Film & TV, The Creative Process: Acting, Directing, Writing, Cinematography, Producers, Composers, Costume Design, Talk Art & Creativity
JIM SHEPARD - Screenwriter of The World to Come starring Casey Affleck, Vanessa Kirby, Katherine Waterston
Manage episode 377478699 series 3288438
How can literature help us extend our empathic imaginations? How can writing and reading expand our curiosity and compassion for people in situations distant from our own?
Jim Shepard is the author of seven previous novels, most recently The Book of Aron (winner of the 2016 PEN New England Award, the Sophie Brody medal for achievement in Jewish literature, the Ribalow Prize for Jewish literature, the Clark Fiction Prize, and a finalist for the National Jewish Book Award) and five story collections, including Like You’d Understand, Anyway, which was a finalist for the National Book Award and won The Story Prize. His short fiction has appeared in, among other magazines, The New Yorker, Harper’s Magazine, McSweeney’s, The Paris Review, The Atlantic, Esquire, Tin House, Granta, Zoetrope, Electric Literature, and Vice, and has often been selected for The Best American Short Stories and The PEN/O. Henry Prize Stories. He lives in Williamstown, Massachusetts, with his wife, three children, and three beagles, and he teaches film and creative writing at Williams College. His story “The World to Come” was adapted into a feature film starring Casey Affleck, Vanessa Kirby, and Katherine Waterston.
"It's a thrill to work with actors you admire. And I got to work with Casey Affleck, Vanessa Kirby, and Katherine Waterston and their wonderful actors. The whole business of film runs on compliments because then if you compliment people, you don't have to pay them. And so I got to be on the set in the Carpathians when they were filming, and I got a steady diet of, 'Oh my God, you're such a good writer. This is such a good screenplay!' And I was just basking in it. As a fiction writer, you don't get that very often. So, I was just happy to have a little narcissistic warm bath and float around in that for a while and imagine myself as Casey Affleck's favorite writer, which I think I was for 30 minutes or something like that.

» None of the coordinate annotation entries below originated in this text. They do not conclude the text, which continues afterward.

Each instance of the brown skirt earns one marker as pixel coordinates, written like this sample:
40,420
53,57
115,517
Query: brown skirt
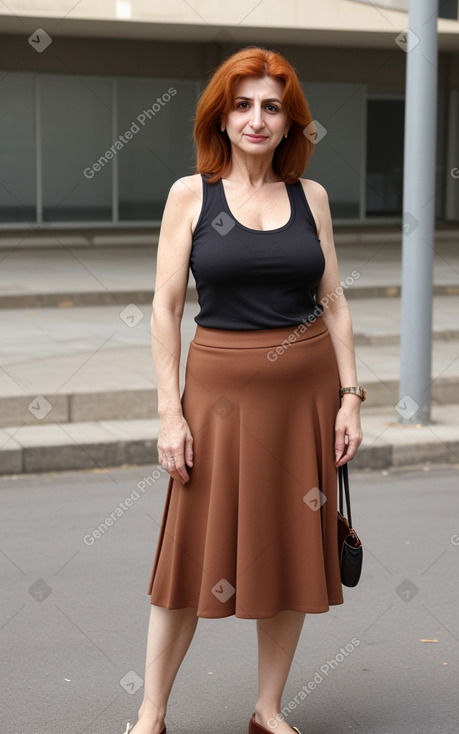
254,531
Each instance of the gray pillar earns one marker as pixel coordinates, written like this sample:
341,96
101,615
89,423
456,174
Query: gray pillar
418,212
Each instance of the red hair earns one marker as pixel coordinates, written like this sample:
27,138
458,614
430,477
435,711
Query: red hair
214,148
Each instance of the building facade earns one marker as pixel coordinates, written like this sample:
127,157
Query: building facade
97,103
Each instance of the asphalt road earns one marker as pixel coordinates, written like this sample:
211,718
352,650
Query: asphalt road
74,614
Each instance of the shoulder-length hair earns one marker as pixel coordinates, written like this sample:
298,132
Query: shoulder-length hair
213,146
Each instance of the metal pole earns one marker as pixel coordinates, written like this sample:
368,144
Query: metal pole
418,212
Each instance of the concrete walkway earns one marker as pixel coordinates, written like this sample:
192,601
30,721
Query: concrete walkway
77,385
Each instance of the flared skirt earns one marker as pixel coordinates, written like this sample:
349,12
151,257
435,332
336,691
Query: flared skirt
254,530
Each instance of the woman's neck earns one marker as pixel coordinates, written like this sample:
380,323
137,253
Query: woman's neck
252,171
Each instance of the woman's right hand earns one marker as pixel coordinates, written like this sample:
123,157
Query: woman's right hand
175,446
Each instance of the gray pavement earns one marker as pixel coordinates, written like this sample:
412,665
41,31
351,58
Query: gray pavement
77,385
73,616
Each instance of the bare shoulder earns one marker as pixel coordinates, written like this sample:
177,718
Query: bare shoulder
184,201
317,198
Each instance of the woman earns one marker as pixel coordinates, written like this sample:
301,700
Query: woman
249,526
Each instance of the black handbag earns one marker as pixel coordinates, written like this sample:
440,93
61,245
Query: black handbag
349,546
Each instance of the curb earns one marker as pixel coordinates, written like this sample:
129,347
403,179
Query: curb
116,443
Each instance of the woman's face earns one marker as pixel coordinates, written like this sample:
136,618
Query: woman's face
256,122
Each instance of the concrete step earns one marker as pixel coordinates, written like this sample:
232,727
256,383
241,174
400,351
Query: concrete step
98,444
89,364
106,275
377,321
36,237
42,408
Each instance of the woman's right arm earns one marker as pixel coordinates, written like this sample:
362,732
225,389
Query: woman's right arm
174,250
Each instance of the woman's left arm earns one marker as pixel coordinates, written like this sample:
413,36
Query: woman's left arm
348,431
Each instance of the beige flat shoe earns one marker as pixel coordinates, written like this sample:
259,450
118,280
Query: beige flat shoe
256,728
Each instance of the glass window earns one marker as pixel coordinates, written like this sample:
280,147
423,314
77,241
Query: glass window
17,148
337,161
158,113
384,177
76,123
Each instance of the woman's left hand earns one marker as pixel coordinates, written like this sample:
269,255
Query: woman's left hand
348,431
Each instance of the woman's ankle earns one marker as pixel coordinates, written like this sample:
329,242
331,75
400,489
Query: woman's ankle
151,714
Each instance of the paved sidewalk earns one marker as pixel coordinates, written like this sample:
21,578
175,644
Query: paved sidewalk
111,275
74,616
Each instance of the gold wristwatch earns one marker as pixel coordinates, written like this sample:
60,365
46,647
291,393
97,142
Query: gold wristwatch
360,391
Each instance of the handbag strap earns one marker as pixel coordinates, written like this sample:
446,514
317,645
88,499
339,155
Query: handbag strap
343,479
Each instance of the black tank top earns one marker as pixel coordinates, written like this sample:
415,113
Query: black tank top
252,279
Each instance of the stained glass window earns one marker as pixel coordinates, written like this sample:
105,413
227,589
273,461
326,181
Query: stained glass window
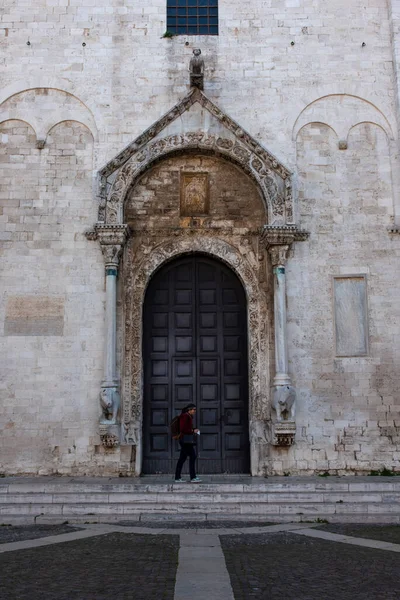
192,17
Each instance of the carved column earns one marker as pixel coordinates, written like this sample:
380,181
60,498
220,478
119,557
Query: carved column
278,241
112,239
278,256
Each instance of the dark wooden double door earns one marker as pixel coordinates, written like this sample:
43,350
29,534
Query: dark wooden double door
195,350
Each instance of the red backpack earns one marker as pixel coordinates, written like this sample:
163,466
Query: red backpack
175,428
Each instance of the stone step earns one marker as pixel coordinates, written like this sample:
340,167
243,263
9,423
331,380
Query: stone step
197,495
163,518
259,508
276,499
267,487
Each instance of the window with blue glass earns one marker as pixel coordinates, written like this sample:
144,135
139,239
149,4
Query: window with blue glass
192,17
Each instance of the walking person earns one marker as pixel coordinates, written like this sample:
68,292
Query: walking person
187,443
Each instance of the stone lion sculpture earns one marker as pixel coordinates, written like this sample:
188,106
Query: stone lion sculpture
196,65
109,401
283,402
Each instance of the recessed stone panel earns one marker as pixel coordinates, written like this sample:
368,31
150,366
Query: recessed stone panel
351,318
34,316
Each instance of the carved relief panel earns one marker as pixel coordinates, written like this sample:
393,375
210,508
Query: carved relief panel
194,194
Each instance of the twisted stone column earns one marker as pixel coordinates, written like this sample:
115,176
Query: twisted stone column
278,256
278,240
112,239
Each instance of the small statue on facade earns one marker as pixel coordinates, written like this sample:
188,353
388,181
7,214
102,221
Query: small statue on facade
283,402
109,401
196,68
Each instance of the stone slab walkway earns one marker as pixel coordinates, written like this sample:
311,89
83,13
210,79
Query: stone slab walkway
297,561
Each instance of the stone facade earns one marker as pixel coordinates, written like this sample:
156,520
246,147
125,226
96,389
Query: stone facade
296,129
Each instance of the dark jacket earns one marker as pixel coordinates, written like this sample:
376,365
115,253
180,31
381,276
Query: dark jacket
185,424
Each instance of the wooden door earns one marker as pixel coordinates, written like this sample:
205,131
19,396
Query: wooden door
195,350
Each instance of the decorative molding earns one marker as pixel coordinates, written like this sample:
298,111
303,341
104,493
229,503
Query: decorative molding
273,178
273,235
278,240
139,268
112,238
277,193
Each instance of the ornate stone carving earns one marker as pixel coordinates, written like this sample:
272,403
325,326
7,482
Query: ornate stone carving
132,433
238,146
278,239
278,255
112,239
196,68
149,257
109,440
194,194
236,152
110,402
284,402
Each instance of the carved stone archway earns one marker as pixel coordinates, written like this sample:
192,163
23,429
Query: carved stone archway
136,282
231,142
195,125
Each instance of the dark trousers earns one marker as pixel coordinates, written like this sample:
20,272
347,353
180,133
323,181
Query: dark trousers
187,450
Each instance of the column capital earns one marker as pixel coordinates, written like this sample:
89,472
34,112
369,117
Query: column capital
112,239
278,239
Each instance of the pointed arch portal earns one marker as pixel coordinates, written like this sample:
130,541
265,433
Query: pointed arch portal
195,351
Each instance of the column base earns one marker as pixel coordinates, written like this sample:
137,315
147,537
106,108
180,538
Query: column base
283,433
281,379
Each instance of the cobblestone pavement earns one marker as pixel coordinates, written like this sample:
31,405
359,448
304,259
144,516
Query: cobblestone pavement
193,524
283,565
118,566
11,533
136,566
385,533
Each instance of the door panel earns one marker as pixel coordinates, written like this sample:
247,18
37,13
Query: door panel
195,350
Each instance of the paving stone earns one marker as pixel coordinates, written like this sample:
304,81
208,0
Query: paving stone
195,524
116,565
9,533
385,533
273,566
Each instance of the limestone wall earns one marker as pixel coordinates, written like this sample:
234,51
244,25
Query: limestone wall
79,81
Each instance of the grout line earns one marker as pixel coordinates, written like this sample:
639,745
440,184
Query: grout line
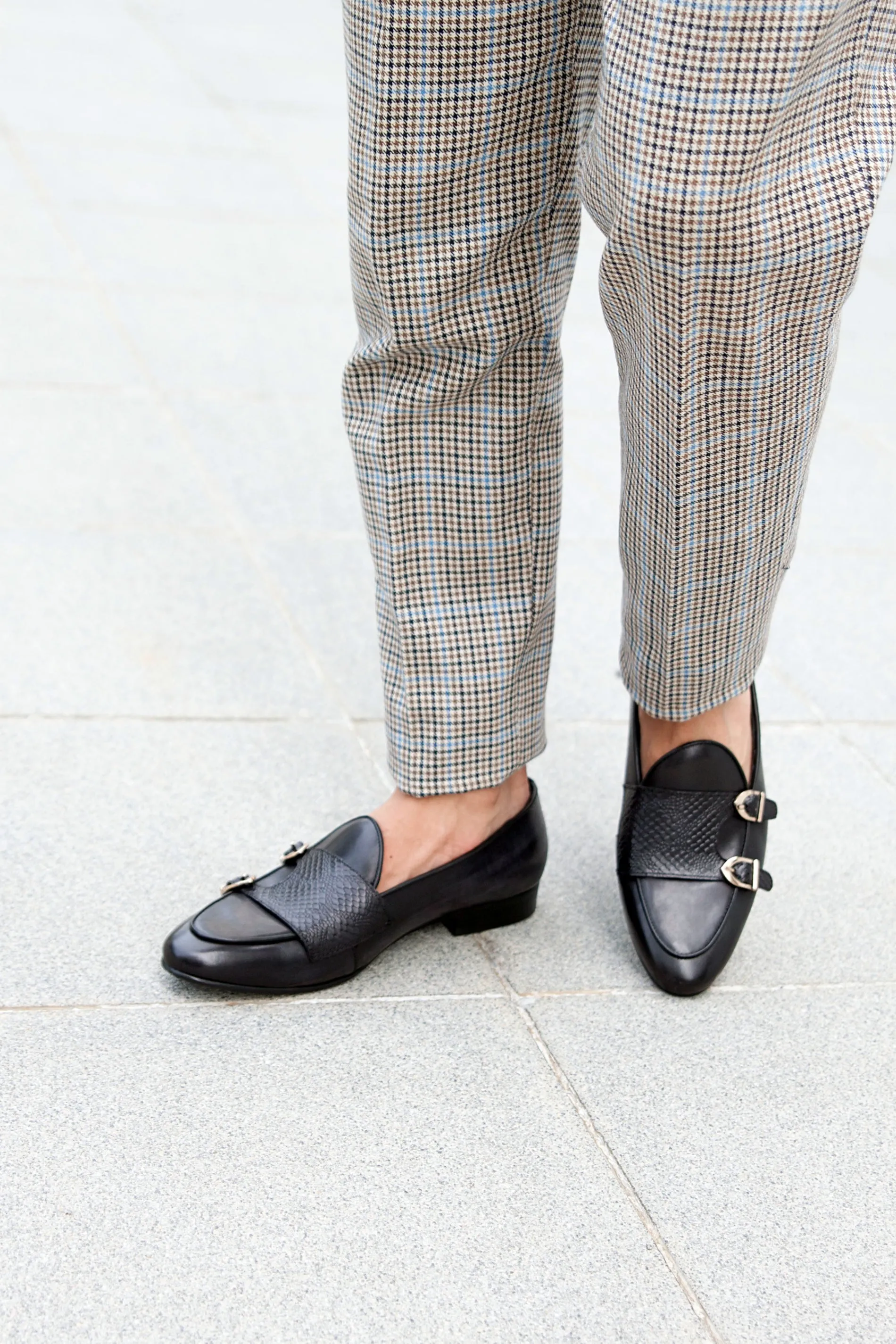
249,1000
710,994
616,1167
260,999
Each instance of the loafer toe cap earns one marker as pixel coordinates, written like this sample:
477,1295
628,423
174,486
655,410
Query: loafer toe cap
235,965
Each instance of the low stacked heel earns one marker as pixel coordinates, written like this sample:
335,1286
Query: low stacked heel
492,914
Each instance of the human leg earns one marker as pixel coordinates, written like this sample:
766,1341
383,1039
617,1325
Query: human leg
734,165
464,234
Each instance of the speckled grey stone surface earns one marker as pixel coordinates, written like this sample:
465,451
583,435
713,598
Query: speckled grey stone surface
759,1131
190,683
311,1172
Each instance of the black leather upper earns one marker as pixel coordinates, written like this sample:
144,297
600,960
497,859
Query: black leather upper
678,829
319,918
325,904
678,832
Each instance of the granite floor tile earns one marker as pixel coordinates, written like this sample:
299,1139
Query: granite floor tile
83,173
878,745
758,1129
214,255
54,334
113,457
287,465
132,622
31,246
297,61
835,631
330,585
238,345
312,1172
115,831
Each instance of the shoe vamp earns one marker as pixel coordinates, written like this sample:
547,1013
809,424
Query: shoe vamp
686,916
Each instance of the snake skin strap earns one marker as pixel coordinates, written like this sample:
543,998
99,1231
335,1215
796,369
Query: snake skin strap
325,904
681,832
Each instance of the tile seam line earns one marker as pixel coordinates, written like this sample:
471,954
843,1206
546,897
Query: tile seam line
621,992
606,1152
252,1002
219,498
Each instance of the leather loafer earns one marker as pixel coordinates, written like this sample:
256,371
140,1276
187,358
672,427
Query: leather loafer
689,854
319,920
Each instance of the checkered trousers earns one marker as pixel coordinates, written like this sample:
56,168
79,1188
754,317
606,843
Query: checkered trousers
732,154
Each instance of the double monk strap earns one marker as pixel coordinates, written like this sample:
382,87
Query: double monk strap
692,835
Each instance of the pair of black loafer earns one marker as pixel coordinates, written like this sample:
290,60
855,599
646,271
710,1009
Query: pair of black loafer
691,845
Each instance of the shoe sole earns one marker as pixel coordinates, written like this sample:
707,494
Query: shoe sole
491,914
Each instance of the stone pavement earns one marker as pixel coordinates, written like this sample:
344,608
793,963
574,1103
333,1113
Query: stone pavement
477,1140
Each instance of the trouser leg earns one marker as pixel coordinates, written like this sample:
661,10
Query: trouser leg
464,229
734,165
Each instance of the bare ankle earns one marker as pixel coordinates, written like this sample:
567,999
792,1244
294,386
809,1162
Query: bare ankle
730,723
423,834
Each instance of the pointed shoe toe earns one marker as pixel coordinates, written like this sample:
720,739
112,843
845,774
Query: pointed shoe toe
689,853
317,918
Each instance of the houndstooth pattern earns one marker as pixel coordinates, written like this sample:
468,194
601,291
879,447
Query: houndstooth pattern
732,155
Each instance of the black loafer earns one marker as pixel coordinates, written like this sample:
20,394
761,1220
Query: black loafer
689,853
319,920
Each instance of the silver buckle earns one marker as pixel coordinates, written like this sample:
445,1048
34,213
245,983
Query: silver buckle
730,875
745,799
235,883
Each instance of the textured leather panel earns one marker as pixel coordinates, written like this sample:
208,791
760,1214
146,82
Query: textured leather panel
675,832
328,905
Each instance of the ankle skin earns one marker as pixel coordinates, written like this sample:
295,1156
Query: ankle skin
423,834
729,723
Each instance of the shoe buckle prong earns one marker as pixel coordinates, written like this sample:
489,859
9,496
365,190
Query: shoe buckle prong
746,805
729,871
235,883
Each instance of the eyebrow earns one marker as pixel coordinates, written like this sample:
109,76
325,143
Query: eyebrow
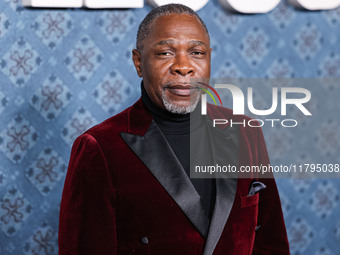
170,42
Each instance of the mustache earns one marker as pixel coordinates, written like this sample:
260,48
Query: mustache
180,85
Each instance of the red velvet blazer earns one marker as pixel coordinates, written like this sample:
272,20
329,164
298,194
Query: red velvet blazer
121,197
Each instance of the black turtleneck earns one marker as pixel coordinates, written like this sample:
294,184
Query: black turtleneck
176,129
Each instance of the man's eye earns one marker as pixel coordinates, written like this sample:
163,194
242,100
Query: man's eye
165,53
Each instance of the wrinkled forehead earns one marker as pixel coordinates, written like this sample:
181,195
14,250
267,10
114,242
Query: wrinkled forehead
178,26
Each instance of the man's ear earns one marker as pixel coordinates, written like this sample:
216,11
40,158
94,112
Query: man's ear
137,61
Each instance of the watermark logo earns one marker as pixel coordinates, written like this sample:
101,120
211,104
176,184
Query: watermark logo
295,96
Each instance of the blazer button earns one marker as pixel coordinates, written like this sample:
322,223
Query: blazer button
144,240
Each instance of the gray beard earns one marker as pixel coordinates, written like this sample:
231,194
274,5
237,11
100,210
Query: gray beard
180,109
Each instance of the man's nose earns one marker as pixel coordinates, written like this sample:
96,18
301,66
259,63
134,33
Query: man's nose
182,65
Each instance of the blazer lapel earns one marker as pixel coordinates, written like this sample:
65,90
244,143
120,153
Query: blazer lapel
225,148
225,195
169,172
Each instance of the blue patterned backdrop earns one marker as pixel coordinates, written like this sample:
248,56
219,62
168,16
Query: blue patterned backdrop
62,71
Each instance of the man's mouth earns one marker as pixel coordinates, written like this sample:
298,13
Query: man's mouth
181,89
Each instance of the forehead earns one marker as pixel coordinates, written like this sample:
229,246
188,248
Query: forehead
178,26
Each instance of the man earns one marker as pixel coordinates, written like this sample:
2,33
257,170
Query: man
128,190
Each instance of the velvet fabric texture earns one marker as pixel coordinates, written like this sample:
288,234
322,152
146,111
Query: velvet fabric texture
113,204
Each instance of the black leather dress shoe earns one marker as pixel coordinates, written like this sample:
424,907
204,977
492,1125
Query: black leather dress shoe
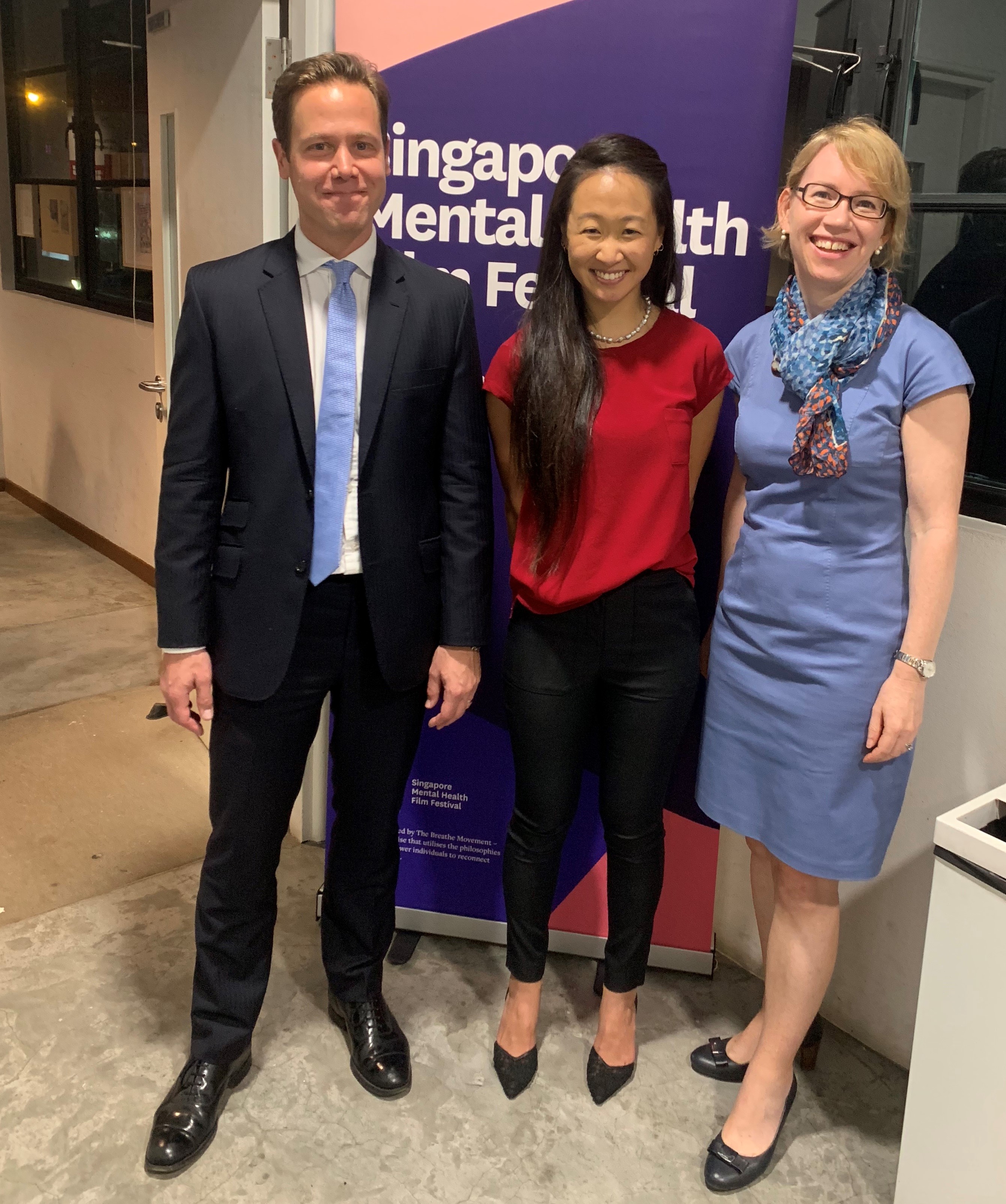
186,1123
379,1049
728,1171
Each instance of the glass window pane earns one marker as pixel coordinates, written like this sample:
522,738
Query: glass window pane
957,276
46,233
125,250
47,145
117,70
41,34
959,105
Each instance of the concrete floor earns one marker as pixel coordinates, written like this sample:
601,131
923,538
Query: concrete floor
93,1029
73,624
94,992
93,796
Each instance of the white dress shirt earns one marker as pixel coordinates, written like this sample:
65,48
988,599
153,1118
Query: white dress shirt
316,286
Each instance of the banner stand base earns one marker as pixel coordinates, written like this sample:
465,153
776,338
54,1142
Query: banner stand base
440,924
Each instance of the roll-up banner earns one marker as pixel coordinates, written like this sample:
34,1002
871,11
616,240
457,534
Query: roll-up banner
489,98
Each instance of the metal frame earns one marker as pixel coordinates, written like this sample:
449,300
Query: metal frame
79,83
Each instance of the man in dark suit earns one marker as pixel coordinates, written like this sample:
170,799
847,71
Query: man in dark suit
326,527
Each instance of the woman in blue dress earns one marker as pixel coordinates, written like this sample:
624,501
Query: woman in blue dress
853,413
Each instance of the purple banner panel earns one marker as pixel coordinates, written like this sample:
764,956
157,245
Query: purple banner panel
480,132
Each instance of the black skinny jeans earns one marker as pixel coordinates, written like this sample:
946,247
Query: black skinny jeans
631,661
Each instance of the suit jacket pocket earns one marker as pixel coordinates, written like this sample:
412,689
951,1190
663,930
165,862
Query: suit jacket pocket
234,515
429,554
421,381
227,563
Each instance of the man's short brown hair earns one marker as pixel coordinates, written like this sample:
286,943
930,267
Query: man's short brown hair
337,67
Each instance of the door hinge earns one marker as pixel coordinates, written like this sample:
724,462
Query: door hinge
277,59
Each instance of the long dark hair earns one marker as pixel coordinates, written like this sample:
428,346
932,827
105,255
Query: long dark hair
559,381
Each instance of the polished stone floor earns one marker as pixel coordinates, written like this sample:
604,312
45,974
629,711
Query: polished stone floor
93,1028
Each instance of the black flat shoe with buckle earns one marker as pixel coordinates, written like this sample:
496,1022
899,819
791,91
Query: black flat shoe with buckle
728,1171
714,1063
379,1049
711,1060
186,1123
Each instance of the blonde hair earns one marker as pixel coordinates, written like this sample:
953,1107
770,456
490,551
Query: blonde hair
866,149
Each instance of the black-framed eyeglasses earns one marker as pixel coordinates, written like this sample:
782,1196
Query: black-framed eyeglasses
822,197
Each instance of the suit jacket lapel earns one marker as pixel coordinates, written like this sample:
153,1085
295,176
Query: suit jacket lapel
283,307
385,316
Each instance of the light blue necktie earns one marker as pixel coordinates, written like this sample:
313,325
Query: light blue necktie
337,416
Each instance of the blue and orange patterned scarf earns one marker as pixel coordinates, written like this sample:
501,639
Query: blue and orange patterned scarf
814,355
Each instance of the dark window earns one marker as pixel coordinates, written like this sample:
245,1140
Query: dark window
929,71
76,93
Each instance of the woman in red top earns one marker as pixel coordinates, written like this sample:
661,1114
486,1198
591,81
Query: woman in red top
603,410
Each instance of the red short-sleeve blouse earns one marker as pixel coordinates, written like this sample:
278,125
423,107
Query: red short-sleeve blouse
634,507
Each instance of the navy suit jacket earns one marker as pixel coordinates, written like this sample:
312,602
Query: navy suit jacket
236,504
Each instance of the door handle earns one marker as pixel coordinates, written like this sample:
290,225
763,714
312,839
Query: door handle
158,387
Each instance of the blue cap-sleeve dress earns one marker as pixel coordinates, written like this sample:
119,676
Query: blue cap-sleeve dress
814,607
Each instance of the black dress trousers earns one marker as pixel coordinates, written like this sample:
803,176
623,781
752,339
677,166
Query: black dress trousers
258,753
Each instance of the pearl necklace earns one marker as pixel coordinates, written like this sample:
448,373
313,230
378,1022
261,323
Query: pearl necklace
622,339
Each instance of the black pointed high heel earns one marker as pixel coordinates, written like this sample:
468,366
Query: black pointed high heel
806,1057
516,1075
714,1063
604,1081
728,1171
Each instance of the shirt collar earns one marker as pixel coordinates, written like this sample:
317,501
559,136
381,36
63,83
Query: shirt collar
310,258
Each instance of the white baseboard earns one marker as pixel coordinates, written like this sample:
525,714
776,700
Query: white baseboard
494,931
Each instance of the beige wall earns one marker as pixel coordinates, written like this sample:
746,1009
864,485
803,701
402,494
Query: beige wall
78,432
961,753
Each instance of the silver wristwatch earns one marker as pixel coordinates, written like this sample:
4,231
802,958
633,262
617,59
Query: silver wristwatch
926,670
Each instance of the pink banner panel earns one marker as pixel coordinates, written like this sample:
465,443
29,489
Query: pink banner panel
390,32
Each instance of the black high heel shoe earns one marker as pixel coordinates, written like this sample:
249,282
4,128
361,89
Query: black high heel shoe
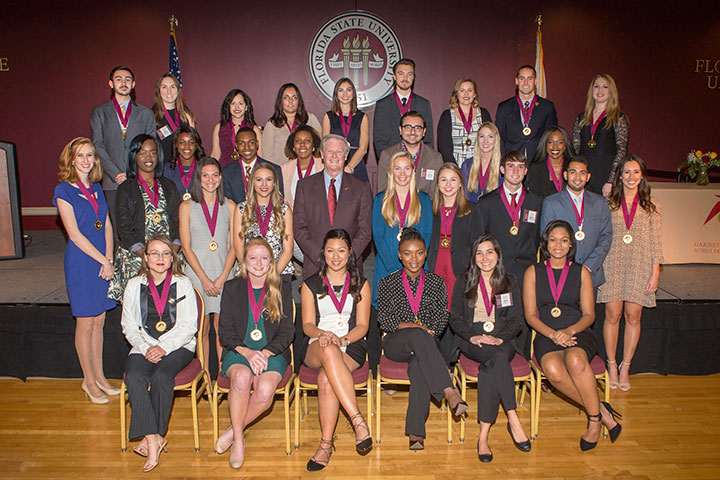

Cinema is not very good at interiority. Cinema is good at behavior, at action, at allowing us to figure out through exterior signals what's going on...is very appealing to me. So as soon as you tell me that this was the biggest tsunami ever, I'm like, I want to know more about that. And that kind of childlike wonder about the visual is often what drives me to sit down and do a story in the first place. So I start with a much more visual and a much more spectacular, and I'm sure cinema drove me in that direction in the first place."